H. de Charrette : Vous savez, nous sommes dans un moment où se posent de grandes questions qui intéressent l’industrie de l’armement et notamment deux secteurs liés, c’est-à-dire l’aviation militaire d’un côté, avec Dassault et Aérospatiale en France, et ce que l’on appelle l’électronique de défense, c’est-à-dire les missiles, et l’électronique de défense, c’est-à-dire les missiles, et l’électronique qui est un domaine extrêmement important. Or dans ce domaine, le gouvernement précédent avait des projets : privatisation puis association de ces entreprises ou fusion entre elles. C’était le cas pour la réorganisation de Thomson électronique, c’était le cas pour Dassault et Aérospatiale. Il est très urgent de prendre des décisions. C’est la première chose que je voudrais dire. Pourquoi ? Parce que les Américains s’installent, s’organisent en groupes extrêmement puissants, qu’en face de cela, l’Europe est divisée et qu’au sein de l’Europe, la France, qui constitue de loin la première force en matière d’électronique militaire et en matière d’aéronautique militaire, est en train de se laisser désorganiser et, du coup, jouer par ses partenaires allemands ou anglais. Il est donc urgent que les socialistes cessent. Par idéologie, par doctrine, parce qu’ils refusent des privatisations qui sont pourtant nécessaires, ils menacent la survie de nos grandes industries d’armement ; ce faisant, non seulement ils font le jeu des Allemands ou des Anglais contre les industriels français, contre les emplois français, mais au fond, ils font aussi le jeu de la domination américaine, ce qui est quand même paradoxal.
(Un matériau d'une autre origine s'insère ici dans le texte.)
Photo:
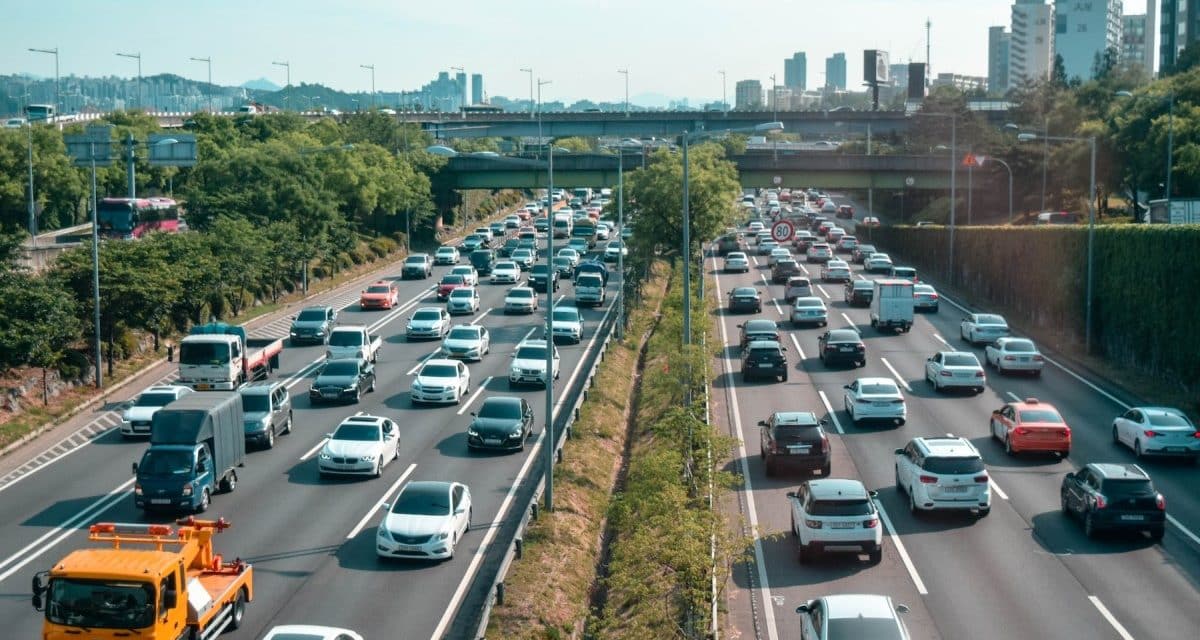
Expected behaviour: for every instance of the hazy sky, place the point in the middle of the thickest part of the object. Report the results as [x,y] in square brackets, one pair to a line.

A. Ardisson : Vous présidez le PPDF – Parti Populaire pour la Démocratie Française : à quoi servez-vous maintenant ? N’êtes-vous pas condamné à vous faire manger, à réintégrer Démocratie libérale ou bien à vivre dans un superbe isolement qui fait que vous n’aurez plus tellement de poids ?

H. de Charrette : Non, ni l’un ni l’autre. Je ne vois pas pourquoi, d’ailleurs je serais davantage concerné par Démocratie libérale, au sein de l’UDF, que par Force démocrate, duquel nous sommes également proches. Au sein de l’UDF, nous constituons l’une des sensibilités. Je dirais que le Parti populaire est fait pour ceux qui ne veulent pas des idéologues, pas même du libéralisme, qui est toujours ultra. Il est fait pour ceux qui veulent que la France accepte le monde dans lequel elle est avec enthousiasme, sans frilosité, mais aussi sans injustice et sans bouleversements. Il est fait aussi pour ceux qui veulent enfin redéfinir les grands repères fondateurs qui sont aujourd’hui indispensables pour la France, qu’il s’agisse de la personne, de la famille, de la nation, et bien entendu de l’Europe. Et je dirais que c’est le parti, au sein de l’UDF, qui est à égale distance entre les libéraux d’un côté, les sociaux de l’autre et qui recherche le chemin dont notre pays a besoin.